Sicilia bianca per un soffio, Razza: «I casi saranno in aumento. Lo Stato valuti obbligo vaccini per over 50»

Nonostante la crescita dei nuovi positivi e la soglia delle intensive appena sfiorata, l'Isola per il momento si salva ed evita il giallo come tutto il resto d'Italia

Di Redazione

L’Italia resta ancora tutta bianca, almeno per questa settimana. E non c'è stato il temuto passaggio in zona gialla della Sicilia, che con il 9,2% dell’occupazione delle terapie intensive ha però sfiorato la soglia critica del 10% che l’avrebbe fatta tornare in giallo, dal momento che anche gli altri parametri per il cambio di colore sono stati ampiamente superati. E’ quanto emerge dagli indicatori decisionali, basati su dati (fonte ministero Salute-Protezione civile) aggiornati al periodo 13-19 agosto.

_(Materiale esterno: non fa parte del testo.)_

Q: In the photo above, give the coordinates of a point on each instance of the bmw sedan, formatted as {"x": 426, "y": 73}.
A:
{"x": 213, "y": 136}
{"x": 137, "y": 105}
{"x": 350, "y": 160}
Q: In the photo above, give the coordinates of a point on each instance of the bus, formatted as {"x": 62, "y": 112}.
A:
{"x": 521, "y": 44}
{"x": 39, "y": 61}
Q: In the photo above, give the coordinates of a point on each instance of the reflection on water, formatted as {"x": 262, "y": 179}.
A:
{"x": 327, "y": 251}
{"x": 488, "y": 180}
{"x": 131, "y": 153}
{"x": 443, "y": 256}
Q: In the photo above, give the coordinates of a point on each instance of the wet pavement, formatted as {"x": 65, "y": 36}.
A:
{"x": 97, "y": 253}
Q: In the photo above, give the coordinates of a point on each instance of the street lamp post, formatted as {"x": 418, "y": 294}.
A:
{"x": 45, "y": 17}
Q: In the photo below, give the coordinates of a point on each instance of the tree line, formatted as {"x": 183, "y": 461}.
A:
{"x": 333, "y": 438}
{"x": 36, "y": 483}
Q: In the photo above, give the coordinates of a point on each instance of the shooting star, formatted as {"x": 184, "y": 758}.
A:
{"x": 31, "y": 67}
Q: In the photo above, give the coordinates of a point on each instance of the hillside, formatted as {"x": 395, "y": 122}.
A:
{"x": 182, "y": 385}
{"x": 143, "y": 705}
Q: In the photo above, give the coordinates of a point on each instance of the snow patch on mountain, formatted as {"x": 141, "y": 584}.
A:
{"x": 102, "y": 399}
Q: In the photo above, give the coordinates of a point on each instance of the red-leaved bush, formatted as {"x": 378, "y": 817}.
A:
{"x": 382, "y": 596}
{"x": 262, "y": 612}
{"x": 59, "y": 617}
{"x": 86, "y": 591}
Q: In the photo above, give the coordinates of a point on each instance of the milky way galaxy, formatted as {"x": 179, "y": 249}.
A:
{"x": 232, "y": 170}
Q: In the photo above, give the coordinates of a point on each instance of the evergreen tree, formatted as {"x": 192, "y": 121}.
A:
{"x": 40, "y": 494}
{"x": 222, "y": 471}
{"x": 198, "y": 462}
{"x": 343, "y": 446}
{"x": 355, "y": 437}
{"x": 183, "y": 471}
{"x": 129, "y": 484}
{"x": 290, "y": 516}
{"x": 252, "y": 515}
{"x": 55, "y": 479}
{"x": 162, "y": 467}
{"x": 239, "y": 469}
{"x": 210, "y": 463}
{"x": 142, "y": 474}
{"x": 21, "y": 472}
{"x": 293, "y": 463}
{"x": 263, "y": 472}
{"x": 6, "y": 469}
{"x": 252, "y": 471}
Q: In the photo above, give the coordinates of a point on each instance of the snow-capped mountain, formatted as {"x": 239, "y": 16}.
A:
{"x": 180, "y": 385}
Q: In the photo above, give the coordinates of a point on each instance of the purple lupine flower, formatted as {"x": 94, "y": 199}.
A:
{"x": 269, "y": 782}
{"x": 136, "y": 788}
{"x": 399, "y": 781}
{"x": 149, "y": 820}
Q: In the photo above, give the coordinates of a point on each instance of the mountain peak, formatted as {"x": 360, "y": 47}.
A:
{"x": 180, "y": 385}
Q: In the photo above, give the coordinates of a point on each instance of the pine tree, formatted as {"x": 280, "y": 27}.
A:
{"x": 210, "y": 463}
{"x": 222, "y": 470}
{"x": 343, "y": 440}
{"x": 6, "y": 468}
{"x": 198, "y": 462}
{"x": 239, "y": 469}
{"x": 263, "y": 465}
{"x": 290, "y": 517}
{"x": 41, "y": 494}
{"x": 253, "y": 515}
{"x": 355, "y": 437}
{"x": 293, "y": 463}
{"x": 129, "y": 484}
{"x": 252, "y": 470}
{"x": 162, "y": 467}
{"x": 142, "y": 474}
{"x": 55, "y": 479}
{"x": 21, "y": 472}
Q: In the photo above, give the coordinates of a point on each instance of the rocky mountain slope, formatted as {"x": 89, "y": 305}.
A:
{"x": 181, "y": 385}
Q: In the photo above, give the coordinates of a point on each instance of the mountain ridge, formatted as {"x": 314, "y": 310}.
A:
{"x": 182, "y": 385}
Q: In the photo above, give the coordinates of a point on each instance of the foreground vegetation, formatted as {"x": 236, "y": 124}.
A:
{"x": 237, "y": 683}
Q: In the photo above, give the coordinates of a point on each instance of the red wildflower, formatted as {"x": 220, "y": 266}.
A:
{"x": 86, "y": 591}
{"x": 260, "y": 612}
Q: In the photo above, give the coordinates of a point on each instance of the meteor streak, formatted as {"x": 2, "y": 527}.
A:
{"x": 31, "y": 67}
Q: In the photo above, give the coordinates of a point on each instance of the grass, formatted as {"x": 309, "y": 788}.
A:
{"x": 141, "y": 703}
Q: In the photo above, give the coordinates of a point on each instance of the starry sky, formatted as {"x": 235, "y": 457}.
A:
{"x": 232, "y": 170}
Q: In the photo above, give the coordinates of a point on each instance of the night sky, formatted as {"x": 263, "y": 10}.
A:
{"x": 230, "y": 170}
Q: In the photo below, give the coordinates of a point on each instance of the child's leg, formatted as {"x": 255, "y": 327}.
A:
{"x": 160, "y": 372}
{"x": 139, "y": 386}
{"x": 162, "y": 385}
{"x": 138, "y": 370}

La Sicilia, a fronte di un 9,2% di occupazione delle terapie intensive, supera invece - con il 16,5% - la soglia massima di occupazione, da parte di pazienti Covid, dei reparti di area non critica, fissata dai nuovi parametri al 15%. E registra un’incidenza ben oltre il livello critico dei 50 casi ogni 100mila abitanti, raggiungendo, nella settimana 13-19 agosto, ben 155,8 casi su 100mila, in aumento rispetto alla settimana precedente (6-12 agosto) in cui l’incidenza si attestava a 127,2.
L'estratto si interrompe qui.